Egg Size Substitution Chart

Egg Size Substitution Chart

Egg size are categorized according to the weight of the eggs. Egg sizes is important to consider because eggs of different size contains different amounts of protein, fat, and water. In order to sucessfully follow a recipe, it is essential to understand the different sizes of eggs and how they can affect the structure of the food being prepared.

Using too few egg will result in the recipe lacking the protein necessary to perform it’s function in the food. Using too many egg will result in the food containing too much moisture and fat. Because eggs can weigh differently from recipe to recipe, specific ratios is needed when substituting one size of egg for another.

Egg Sizes and How to Substitute Them

Most recipes uses large eggs, which weigh approximately 1.75 ounces. If the recipe calls for large eggs but you only have jumbo eggs, you will need to use fewer jumbo eggs because they are heavier then large eggs. One jumbo egg contains more volume than a large egg, so a jumbo egg will not be the same as a large egg.

To compensate for having medium sized eggs instead of large eggs, you will need more medium eggs to reach the same volume as large eggs. The weight and volume of the eggs can be used to make the substitution, as volume will determine the texture of the batter. There are a few methods for substituting eggs.

One of the easiest method is known as the whisk and measure method. This method requires that you beat the egg until the yolk and white are blended. If the eggs are too large for the recipe, you can use this step to even out the size of the eggs.

Using tablespoons to measure the beaten eggs will make it easier to ensure that you have three tablespoon of the beaten eggs for each large egg in the recipe. Three tablespoons of beaten egg is the same as one large egg.

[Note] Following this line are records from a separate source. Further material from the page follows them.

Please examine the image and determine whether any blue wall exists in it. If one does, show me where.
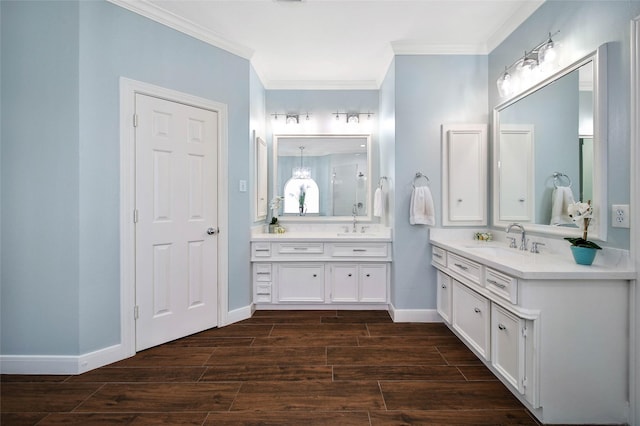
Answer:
[384,55,488,309]
[0,1,254,355]
[488,0,640,249]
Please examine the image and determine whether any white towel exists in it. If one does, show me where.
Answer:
[550,186,574,226]
[409,186,436,225]
[373,187,384,217]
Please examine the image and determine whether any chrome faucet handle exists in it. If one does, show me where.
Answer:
[531,241,544,253]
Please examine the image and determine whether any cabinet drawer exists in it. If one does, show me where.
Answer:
[253,263,271,282]
[452,280,491,360]
[447,252,483,285]
[251,243,271,257]
[431,246,447,268]
[278,243,324,254]
[331,243,388,257]
[484,268,518,305]
[491,304,525,393]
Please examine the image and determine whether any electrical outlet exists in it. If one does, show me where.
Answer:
[611,204,629,228]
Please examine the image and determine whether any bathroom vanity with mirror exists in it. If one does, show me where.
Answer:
[431,230,635,424]
[272,134,372,222]
[251,228,391,310]
[493,45,608,241]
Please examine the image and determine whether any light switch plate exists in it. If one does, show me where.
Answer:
[611,204,629,228]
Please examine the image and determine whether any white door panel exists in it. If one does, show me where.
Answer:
[136,94,218,350]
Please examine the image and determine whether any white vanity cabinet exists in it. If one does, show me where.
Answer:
[431,239,635,424]
[251,237,391,309]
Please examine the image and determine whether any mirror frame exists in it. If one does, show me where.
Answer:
[492,44,608,241]
[271,133,373,222]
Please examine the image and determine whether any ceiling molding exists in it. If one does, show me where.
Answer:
[107,0,254,59]
[262,80,380,90]
[487,0,545,54]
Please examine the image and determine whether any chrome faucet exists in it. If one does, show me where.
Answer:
[507,223,527,250]
[351,204,358,232]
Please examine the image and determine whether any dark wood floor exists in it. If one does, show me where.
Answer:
[0,310,538,426]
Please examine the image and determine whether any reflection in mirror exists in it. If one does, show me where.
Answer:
[273,135,371,220]
[494,47,606,239]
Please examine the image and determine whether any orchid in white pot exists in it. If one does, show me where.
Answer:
[565,200,602,250]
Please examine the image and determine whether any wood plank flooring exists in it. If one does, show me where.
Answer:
[0,310,538,426]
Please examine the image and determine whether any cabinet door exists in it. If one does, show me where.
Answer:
[452,280,491,360]
[359,263,387,302]
[442,124,488,226]
[331,264,358,302]
[437,271,452,324]
[277,263,324,303]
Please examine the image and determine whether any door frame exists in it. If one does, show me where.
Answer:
[120,77,229,356]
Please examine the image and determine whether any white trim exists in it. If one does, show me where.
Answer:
[107,0,254,59]
[225,304,255,325]
[120,77,229,357]
[389,304,442,322]
[629,16,640,425]
[0,345,126,374]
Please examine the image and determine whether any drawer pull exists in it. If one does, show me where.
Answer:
[487,280,507,288]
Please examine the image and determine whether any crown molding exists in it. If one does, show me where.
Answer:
[262,80,380,90]
[107,0,254,59]
[391,41,488,55]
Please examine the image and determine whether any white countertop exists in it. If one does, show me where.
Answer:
[431,235,636,280]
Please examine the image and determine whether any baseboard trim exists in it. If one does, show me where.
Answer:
[389,304,442,322]
[226,304,254,327]
[0,344,130,375]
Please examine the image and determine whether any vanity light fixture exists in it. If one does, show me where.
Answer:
[496,31,560,98]
[335,111,373,124]
[271,112,311,124]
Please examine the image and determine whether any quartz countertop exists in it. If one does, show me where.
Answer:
[431,235,636,280]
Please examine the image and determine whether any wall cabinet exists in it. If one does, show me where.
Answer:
[251,241,391,309]
[442,124,489,226]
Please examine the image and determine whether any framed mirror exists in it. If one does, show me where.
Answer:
[493,45,608,240]
[272,134,371,221]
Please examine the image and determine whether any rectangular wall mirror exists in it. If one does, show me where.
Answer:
[493,45,608,240]
[272,135,371,221]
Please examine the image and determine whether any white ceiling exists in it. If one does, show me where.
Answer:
[110,0,544,89]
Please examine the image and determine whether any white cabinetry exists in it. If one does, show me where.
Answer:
[431,243,634,424]
[251,241,391,309]
[452,280,491,360]
[442,124,488,226]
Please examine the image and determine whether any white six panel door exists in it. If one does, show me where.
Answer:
[136,94,218,351]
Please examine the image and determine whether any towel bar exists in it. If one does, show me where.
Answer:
[553,172,572,188]
[413,172,431,188]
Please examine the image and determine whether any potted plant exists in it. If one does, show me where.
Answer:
[565,200,602,265]
[269,195,284,234]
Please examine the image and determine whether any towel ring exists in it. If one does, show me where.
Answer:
[553,172,572,188]
[378,176,389,189]
[413,172,431,188]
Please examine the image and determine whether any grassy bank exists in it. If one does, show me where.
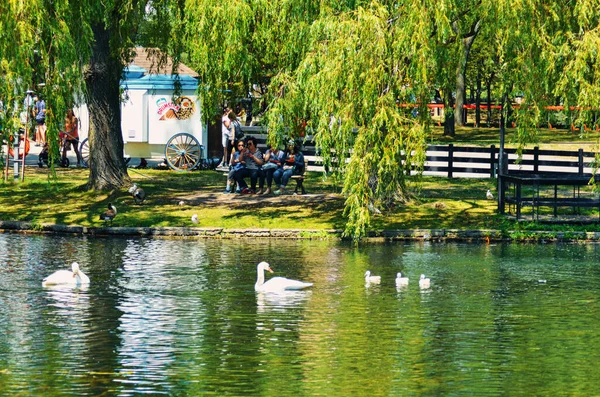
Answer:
[0,162,596,237]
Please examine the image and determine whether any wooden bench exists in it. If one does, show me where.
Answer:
[292,157,308,194]
[223,157,308,194]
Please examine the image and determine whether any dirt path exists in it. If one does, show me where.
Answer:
[176,192,343,208]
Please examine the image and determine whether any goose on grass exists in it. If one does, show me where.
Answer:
[100,203,117,226]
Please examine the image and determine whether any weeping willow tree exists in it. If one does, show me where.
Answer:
[0,0,183,189]
[186,0,600,237]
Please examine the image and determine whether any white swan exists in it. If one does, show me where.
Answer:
[365,270,381,284]
[254,262,312,292]
[419,274,430,289]
[396,272,408,287]
[42,262,90,287]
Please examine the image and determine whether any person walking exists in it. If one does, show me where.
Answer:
[62,109,81,167]
[217,108,235,168]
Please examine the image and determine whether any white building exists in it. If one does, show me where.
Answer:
[77,48,208,159]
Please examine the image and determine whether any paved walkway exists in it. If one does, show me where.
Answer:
[2,141,162,167]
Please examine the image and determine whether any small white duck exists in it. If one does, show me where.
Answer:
[365,270,381,284]
[129,183,146,204]
[396,272,408,287]
[42,262,90,287]
[419,274,431,289]
[100,203,117,226]
[254,262,312,292]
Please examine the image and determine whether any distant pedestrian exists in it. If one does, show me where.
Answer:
[35,96,46,146]
[217,108,235,168]
[62,109,81,167]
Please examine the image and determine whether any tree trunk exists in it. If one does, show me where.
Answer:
[475,73,481,128]
[85,22,130,190]
[444,89,456,137]
[454,34,477,126]
[487,73,494,124]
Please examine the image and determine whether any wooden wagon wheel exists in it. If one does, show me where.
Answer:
[79,138,90,167]
[165,132,202,171]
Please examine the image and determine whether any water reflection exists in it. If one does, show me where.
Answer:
[256,290,312,313]
[0,234,600,396]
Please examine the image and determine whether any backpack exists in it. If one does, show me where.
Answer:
[233,120,244,141]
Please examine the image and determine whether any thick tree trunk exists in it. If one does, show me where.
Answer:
[475,74,481,128]
[85,22,130,190]
[454,34,476,125]
[444,89,456,137]
[487,74,494,128]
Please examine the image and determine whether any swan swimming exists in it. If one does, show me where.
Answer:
[419,274,429,289]
[42,262,90,287]
[396,272,408,287]
[365,270,381,284]
[254,262,312,292]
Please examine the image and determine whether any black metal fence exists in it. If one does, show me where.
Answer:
[244,127,595,178]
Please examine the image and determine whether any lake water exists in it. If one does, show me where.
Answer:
[0,234,600,396]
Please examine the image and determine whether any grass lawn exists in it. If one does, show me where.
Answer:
[0,127,600,235]
[0,162,596,237]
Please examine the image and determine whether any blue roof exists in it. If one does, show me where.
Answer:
[121,72,198,90]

Using a whisk to beat the eggs will ensure that the white and yolk are in the same ratio in the recipe.

There are several different plant based substitutes that can be used for those who dont use chicken eggs. Flax seed or chia seeds can be used to provide the binding agent for recipes like quick breads. Mashed banana or applesauce can be used to add moisture to muffins, but these will add flavor to the baked goods as well.

Aquafaba, which is the liquid from canned chickpeas, can be whipped to replace egg white. Silken tofu can also be used in recipes that require a custard because it provides the necessary texture and can replace the protein component of eggs. The function of the egg in the recipe will determine which substitute are used.

If the recipe requires moisture, fruit can be used as the substitute. If the recipe requires a binding agent, flax and chia seed gel can be used. If the recipe requires a foam or a meringue, you must use aquafaba because it is the only plant based ingredient that will perform this role.

Since the function of the eggs varies in recipes, the appropriate substitute for the egg must be used. The different types of eggs that come from different animals may require different ratios than others. Goose eggs are much larger than chicken eggs, so one goose egg can be used in place of several chicken eggs because of the heavy weight of the egg.

Quail eggs are small in comparison with the size of a chicken egg, so many quail eggs would have to be used for the same volume as a single large chicken egg. In any recipe that requires other types of egg, you must calculate the total weight of the eggs. By understanding the different weights and volumes of the different types and sizes of eggs, individuals will be able to successfully substitute the eggs in any recipe.